LoadEliminationCost is used in the cost calculation, and LoadEliminationCostSavings is used for stats printing. This is the same as SROACostSavings and SROAArgCosts.

Kindly ping.

Kindly ping.

Will try to get to this patch this week, sorry for delay and thanks for the update.

eraman added inline comments.Jul 7 2017, 4:22 PM
lib/Analysis/InlineCost.cpp
836 ↗(On Diff #103940)

Nit: As written, IMO this is not very clear. I would be more specific - "... there is no reachable stores/calls or all reachable stores can be SROA'd..."

935 ↗(On Diff #103940)

If simplifyCallSite returns true below, disabling this is not needed. Even this is a bit conservative - I think you could call canConstantFoldCallTo directly and if it returns true do not disable load elimination.
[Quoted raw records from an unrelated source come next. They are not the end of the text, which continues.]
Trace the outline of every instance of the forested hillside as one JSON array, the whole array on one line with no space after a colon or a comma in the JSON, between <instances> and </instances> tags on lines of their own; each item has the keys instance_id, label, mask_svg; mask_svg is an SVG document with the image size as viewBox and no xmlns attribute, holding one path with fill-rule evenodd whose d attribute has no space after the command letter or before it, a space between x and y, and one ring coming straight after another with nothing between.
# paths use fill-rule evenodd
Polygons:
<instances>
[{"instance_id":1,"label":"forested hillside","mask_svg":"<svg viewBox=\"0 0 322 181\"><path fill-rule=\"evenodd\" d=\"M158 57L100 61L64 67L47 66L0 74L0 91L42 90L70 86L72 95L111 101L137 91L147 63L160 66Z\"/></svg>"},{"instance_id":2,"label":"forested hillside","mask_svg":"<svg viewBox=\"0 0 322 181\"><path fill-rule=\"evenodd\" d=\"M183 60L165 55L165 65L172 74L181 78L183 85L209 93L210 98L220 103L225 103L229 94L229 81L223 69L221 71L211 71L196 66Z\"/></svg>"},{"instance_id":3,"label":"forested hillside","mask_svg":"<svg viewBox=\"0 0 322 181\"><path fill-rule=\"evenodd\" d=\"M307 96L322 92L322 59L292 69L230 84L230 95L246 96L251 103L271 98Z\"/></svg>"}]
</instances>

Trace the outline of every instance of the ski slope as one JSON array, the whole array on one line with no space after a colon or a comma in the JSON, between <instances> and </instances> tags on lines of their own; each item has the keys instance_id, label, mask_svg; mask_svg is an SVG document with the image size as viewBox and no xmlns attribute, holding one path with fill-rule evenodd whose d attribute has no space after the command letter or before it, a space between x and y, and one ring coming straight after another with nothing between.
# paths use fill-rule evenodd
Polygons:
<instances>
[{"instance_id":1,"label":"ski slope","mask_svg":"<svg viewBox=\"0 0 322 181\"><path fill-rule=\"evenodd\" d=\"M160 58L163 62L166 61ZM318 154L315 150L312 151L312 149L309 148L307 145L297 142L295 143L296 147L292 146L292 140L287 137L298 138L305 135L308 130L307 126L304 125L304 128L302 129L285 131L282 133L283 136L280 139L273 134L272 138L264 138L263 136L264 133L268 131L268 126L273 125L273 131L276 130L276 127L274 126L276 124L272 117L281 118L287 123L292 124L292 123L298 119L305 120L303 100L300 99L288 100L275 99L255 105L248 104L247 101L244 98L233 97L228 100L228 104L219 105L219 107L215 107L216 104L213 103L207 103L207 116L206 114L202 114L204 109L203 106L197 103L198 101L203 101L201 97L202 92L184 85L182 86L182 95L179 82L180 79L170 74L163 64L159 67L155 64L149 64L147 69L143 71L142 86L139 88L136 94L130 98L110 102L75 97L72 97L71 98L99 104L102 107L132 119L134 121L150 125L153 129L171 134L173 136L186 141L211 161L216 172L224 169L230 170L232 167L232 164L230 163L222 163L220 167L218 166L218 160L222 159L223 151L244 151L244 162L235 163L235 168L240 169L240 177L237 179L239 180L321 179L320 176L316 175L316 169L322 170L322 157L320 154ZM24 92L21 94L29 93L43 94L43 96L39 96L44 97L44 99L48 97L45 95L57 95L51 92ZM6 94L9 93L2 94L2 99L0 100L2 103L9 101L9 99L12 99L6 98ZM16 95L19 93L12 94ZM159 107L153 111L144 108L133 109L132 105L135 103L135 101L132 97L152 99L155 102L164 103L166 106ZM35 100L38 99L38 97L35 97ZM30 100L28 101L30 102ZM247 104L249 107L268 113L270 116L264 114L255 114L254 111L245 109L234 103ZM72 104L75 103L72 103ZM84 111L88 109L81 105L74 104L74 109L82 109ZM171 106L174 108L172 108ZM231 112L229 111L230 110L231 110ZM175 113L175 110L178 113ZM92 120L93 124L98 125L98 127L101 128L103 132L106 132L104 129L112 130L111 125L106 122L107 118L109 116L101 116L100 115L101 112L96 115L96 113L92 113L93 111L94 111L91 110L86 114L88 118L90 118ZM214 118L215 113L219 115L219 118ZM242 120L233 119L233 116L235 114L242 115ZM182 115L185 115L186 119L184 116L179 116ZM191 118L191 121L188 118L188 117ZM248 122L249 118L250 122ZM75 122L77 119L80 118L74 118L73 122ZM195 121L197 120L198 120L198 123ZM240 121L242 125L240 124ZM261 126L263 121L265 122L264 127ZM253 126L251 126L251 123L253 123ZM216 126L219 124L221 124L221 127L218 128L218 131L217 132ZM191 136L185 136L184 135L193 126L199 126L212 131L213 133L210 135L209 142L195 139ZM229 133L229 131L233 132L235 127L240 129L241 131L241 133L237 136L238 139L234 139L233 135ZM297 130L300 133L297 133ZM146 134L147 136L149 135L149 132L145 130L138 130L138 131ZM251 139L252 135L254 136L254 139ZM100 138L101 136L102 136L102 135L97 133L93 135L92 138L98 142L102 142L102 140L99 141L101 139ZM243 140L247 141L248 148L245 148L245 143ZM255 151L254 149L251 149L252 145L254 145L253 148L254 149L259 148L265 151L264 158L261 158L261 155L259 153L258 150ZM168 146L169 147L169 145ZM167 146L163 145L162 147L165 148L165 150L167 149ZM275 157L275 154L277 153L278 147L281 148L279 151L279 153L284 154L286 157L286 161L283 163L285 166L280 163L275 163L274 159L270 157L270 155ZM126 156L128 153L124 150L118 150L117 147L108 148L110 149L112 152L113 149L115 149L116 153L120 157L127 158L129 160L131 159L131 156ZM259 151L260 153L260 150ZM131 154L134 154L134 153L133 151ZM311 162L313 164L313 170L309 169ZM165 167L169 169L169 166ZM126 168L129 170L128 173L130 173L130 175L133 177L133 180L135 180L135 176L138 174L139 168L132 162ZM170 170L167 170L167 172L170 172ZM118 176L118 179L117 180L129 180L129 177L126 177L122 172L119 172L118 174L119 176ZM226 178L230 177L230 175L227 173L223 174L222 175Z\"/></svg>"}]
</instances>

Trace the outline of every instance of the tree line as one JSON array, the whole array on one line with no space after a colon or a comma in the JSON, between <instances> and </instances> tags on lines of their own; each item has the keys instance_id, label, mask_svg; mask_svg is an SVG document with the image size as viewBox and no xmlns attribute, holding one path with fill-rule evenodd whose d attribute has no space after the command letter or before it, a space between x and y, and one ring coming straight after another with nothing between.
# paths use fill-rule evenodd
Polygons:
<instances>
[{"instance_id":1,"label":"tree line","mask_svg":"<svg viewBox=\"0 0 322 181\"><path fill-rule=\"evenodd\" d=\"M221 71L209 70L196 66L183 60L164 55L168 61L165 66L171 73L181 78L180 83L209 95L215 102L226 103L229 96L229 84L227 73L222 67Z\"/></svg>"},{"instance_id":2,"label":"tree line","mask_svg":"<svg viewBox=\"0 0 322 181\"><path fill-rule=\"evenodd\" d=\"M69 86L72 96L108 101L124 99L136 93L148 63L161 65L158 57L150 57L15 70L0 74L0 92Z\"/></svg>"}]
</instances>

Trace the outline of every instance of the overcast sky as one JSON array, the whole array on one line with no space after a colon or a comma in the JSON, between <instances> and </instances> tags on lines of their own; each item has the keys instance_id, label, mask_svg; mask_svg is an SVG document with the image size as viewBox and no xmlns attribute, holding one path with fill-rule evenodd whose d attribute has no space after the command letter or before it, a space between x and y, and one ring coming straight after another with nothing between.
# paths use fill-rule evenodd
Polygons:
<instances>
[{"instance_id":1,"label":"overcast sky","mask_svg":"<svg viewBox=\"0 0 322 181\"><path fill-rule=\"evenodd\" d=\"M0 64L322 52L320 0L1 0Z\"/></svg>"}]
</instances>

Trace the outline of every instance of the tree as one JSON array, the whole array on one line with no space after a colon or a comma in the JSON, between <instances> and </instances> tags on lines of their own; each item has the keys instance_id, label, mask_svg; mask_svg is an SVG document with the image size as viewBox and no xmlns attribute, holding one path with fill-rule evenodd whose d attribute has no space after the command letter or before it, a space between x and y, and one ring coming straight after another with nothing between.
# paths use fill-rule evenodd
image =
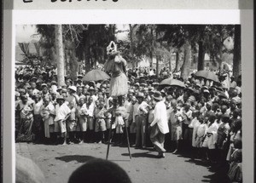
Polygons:
<instances>
[{"instance_id":1,"label":"tree","mask_svg":"<svg viewBox=\"0 0 256 183\"><path fill-rule=\"evenodd\" d=\"M181 67L181 77L187 80L189 74L191 65L191 43L189 39L185 40L184 43L184 58L183 64Z\"/></svg>"},{"instance_id":2,"label":"tree","mask_svg":"<svg viewBox=\"0 0 256 183\"><path fill-rule=\"evenodd\" d=\"M236 79L241 75L241 26L235 25L233 75Z\"/></svg>"},{"instance_id":3,"label":"tree","mask_svg":"<svg viewBox=\"0 0 256 183\"><path fill-rule=\"evenodd\" d=\"M55 49L57 55L57 77L58 86L65 84L64 78L64 50L63 50L63 39L62 39L62 26L55 26Z\"/></svg>"}]
</instances>

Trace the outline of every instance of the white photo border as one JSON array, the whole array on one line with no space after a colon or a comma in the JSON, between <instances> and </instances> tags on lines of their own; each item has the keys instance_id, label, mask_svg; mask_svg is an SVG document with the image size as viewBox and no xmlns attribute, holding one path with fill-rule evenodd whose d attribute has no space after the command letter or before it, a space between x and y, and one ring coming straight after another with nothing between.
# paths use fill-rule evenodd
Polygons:
<instances>
[{"instance_id":1,"label":"white photo border","mask_svg":"<svg viewBox=\"0 0 256 183\"><path fill-rule=\"evenodd\" d=\"M253 182L254 58L253 10L84 9L4 10L3 28L3 182L15 182L15 26L35 24L241 24L243 117L243 181ZM11 84L10 84L11 82ZM11 100L10 100L11 99ZM11 100L11 102L10 102ZM246 142L246 143L245 143Z\"/></svg>"}]
</instances>

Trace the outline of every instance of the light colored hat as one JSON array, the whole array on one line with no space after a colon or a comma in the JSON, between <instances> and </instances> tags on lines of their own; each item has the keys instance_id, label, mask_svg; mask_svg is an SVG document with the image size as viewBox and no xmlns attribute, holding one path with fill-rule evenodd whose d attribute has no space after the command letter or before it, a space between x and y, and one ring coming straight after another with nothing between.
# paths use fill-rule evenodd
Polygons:
<instances>
[{"instance_id":1,"label":"light colored hat","mask_svg":"<svg viewBox=\"0 0 256 183\"><path fill-rule=\"evenodd\" d=\"M74 92L77 92L77 88L75 86L70 86L70 87L68 87L68 89Z\"/></svg>"},{"instance_id":2,"label":"light colored hat","mask_svg":"<svg viewBox=\"0 0 256 183\"><path fill-rule=\"evenodd\" d=\"M47 84L46 83L42 83L41 87L47 87Z\"/></svg>"},{"instance_id":3,"label":"light colored hat","mask_svg":"<svg viewBox=\"0 0 256 183\"><path fill-rule=\"evenodd\" d=\"M134 86L140 86L140 83L136 83L134 84Z\"/></svg>"},{"instance_id":4,"label":"light colored hat","mask_svg":"<svg viewBox=\"0 0 256 183\"><path fill-rule=\"evenodd\" d=\"M162 100L163 99L161 93L159 91L154 93L153 98L157 100Z\"/></svg>"},{"instance_id":5,"label":"light colored hat","mask_svg":"<svg viewBox=\"0 0 256 183\"><path fill-rule=\"evenodd\" d=\"M204 89L203 92L204 92L204 93L208 93L208 94L210 93L208 89Z\"/></svg>"},{"instance_id":6,"label":"light colored hat","mask_svg":"<svg viewBox=\"0 0 256 183\"><path fill-rule=\"evenodd\" d=\"M143 98L143 99L144 99L144 94L142 93L142 92L140 92L140 93L138 93L138 94L136 97L137 98Z\"/></svg>"},{"instance_id":7,"label":"light colored hat","mask_svg":"<svg viewBox=\"0 0 256 183\"><path fill-rule=\"evenodd\" d=\"M65 100L65 99L61 94L60 94L59 96L57 96L56 100Z\"/></svg>"},{"instance_id":8,"label":"light colored hat","mask_svg":"<svg viewBox=\"0 0 256 183\"><path fill-rule=\"evenodd\" d=\"M90 87L89 90L95 90L95 89L93 87Z\"/></svg>"}]
</instances>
haicheng updated this revision to Diff 105850.Jul 10 2017, 7:40 AM
haicheng marked 2 inline comments as done.

Check canConstantFoldCallTo() in visitCallSite(). Thank you, Easwaran.

mehdi_amini added inline comments.Jul 12 2017, 8:14 PM
lib/Analysis/InlineCost.cpp
327 ↗(On Diff #105850)

It seems to me that it is LoadEliminationCost that needs to be set to 0 instead LoadEliminationCostSavings?

265 ↗(On Diff #101570)

I'm still not making sense of the difference between the two: as far as I can tell they are zero-initialized in the same ctor and gets incremented the same way?

Hi Mehdi,

I can remove LoadEliminationCostSavings if you think it is better.

Haicheng

lib/Analysis/InlineCost.cpp
327 ↗(On Diff #105850)

When load elimination is disabled, LoadEliminationCostSavings needs to be set to 0 so that we can print the correct value. LoadEliminationCost is not used any more after LoadElimination is disabled.

265 ↗(On Diff #101570)

Your understanding is correct. If load elimination is not disabled, they should have the same value. LoadEliminationCostSavings is just used in stats printing.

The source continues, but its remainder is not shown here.